So it is not accurate to suggest that Jesus multiplied food for the people only once. On the first occasion, which is recorded in all four Gospels, He multiplied five loaves of bread and two fish to feed more than 5,000 people, and there were 12 baskets of fragments left over. On the second occasion, which is mentioned only by Matthew and Mark, Jesus fed 4,000 people with seven loaves, and “a few fish” (Mark 8:7), and there were seven baskets left.
That there were two separate miracles was attested to by Jesus Himself when He asked the apostles at another time, “Do you not remember the five loaves for the five thousand, and how many wicker baskets you took up? Or the seven loaves for the four thousand, and how many baskets you took up?” (Matt. 16:9-10).

Q. I recently watched a Netflix documentary called The Family. It’s about a semi-secret religious group that apparently sponsors the annual Prayer Breakfast in Washington. Although it was comforting at first glance to see a group of high-level leaders all bowing their heads in prayer, it was also disconcerting since the motto of The Fellowship is Jesus and nothing, and they seem to have reduced Jesus to simply a model of organization and leadership in the natural world. I would like your take on this group and their activities. — G.R., Tennessee.
A. We don’t watch Netflix, but we looked up on the Internet information about “The Family.” The series is based on Jeff Sharlet’s book The Family: The Secret Fundamentalism at the Heart of American Power, which we have not read. Their website says that in the first season, “investigative journalists expose The Fellowship, a Christian Fundamentalist organization quietly operating in the corridors of power in Washington, D.C.” We watched the trailer for an episode entitled “New World Order,” which says that the leader of The Family “obscures the group’s role in the National Prayer Breakfast, which has become a hub for backroom global influence-peddling.” One character says that “Jesus is the answer, but Jesus and Capitol Hill don’t mix.”
The Family is fiction, and it’s telling that the focus is on Christian Fundamentalists, not on some of the most influential powerbrokers in Washington, such as those who belong the very real Council on Foreign Relations, which has had a stranglehold on power in Washington for decades.

Q. I hear a lot about “Critical Race Theory” being taught in our schools and wonder if you could tell me what it is all about. — B.B., Oklahoma.
A. Critical Race Theory (CRT) claims, falsely, that America is systemically racist and that every aspect of our society — history, government, economics, science, entertainment, sports, sociology, education — must be viewed through the prism of racism. Author and writer John Horvat II has offered six reasons why this theory is not only wrong but dangerous for America’s future.
First, “Critical Race Theory makes use of the false Marxist analysis of class struggle.
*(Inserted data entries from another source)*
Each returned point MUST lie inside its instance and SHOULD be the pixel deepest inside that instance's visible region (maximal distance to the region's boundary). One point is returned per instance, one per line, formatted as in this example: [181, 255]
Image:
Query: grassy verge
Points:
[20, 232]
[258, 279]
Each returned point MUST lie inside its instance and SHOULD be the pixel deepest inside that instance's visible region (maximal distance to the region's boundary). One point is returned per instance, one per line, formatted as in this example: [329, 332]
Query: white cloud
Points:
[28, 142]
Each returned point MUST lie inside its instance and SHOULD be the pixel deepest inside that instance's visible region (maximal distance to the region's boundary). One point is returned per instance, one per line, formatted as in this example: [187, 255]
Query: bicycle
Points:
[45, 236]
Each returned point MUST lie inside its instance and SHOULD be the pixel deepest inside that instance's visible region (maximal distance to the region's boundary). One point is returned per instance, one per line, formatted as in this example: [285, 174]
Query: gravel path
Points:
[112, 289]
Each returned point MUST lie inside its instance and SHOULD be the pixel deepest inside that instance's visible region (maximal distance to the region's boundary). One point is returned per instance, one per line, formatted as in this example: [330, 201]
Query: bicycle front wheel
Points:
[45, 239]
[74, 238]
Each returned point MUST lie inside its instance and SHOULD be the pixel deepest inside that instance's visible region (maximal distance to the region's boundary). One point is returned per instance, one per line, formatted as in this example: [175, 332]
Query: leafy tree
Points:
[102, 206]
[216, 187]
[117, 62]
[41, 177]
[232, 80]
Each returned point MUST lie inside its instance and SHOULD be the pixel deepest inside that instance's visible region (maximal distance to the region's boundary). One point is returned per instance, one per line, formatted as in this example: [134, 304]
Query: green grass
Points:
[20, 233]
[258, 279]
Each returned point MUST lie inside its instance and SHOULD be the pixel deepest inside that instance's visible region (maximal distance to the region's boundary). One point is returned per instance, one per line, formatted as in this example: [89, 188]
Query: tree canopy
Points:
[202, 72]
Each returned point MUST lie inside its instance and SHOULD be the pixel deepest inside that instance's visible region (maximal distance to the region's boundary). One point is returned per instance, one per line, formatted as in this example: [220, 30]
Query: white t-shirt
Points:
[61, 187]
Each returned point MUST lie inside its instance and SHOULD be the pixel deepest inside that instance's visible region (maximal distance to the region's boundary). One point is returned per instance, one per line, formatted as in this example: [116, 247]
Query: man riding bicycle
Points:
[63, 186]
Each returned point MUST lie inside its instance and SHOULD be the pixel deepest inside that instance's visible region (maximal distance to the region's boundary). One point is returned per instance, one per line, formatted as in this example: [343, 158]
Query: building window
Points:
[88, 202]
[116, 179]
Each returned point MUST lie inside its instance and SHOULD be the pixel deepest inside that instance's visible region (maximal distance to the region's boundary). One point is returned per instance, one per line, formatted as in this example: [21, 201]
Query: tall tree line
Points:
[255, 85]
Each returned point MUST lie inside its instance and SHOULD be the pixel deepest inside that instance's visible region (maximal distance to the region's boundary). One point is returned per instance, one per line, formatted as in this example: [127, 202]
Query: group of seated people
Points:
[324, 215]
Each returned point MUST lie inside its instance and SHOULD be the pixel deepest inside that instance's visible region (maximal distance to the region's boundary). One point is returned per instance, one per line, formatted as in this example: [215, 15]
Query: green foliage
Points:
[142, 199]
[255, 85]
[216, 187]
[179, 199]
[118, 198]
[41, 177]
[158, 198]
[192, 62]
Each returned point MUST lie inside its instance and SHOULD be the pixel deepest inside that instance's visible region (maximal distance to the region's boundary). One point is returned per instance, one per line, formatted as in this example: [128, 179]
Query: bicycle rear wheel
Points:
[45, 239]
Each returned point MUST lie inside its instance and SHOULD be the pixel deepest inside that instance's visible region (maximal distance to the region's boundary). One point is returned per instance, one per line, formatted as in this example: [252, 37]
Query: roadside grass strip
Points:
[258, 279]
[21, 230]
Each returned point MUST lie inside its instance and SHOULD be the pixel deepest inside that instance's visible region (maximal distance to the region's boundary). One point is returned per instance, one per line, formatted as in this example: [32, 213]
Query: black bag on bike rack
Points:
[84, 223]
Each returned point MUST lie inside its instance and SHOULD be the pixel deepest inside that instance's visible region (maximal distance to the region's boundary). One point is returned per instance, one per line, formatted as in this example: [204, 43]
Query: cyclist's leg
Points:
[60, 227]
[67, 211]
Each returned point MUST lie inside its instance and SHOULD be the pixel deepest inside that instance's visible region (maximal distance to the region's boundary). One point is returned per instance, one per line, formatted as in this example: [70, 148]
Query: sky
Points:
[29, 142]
It divides society into two categories of oppressors and oppressed and pits them against each other, in constant strife.”
Second, “Contrary to what Critical Race Theory affirms, race is not the prism that must be used to see all things.”
Third, “Culture does not determine the behavior of individuals endowed with free will.”
Fourth, “Critical Race Theory proposes revolution, not reform.”
Fifth, “Critical Race Theory denies the progress of science, logic, and reason.”
Sixth, “Critical Race Theory excludes Christian charity.”
CRT, said Horvat, “is based on an identity-politics analysis of society” that sees the nation “as a boiling cauldron of victimized groups oppressed by the dominant white racist culture.” He said that “individuals are encouraged to think in terms of ‘intersectionality,’ whereby they can claim to be oppressed in many ways by identifying with more than one social group, race, gender, or class.”
This “divisive characterization of society,” said Horvat, is opposed to Catholic social teaching, which “seeks to bind all together in charity . . . in true and perfect unity. When charity rules a social order, individuals become self-sacrificing for the common good. They love their neighbors as themselves, for the love of God. The Church’s action teaches and spreads unity in Christ to all in society, not division.”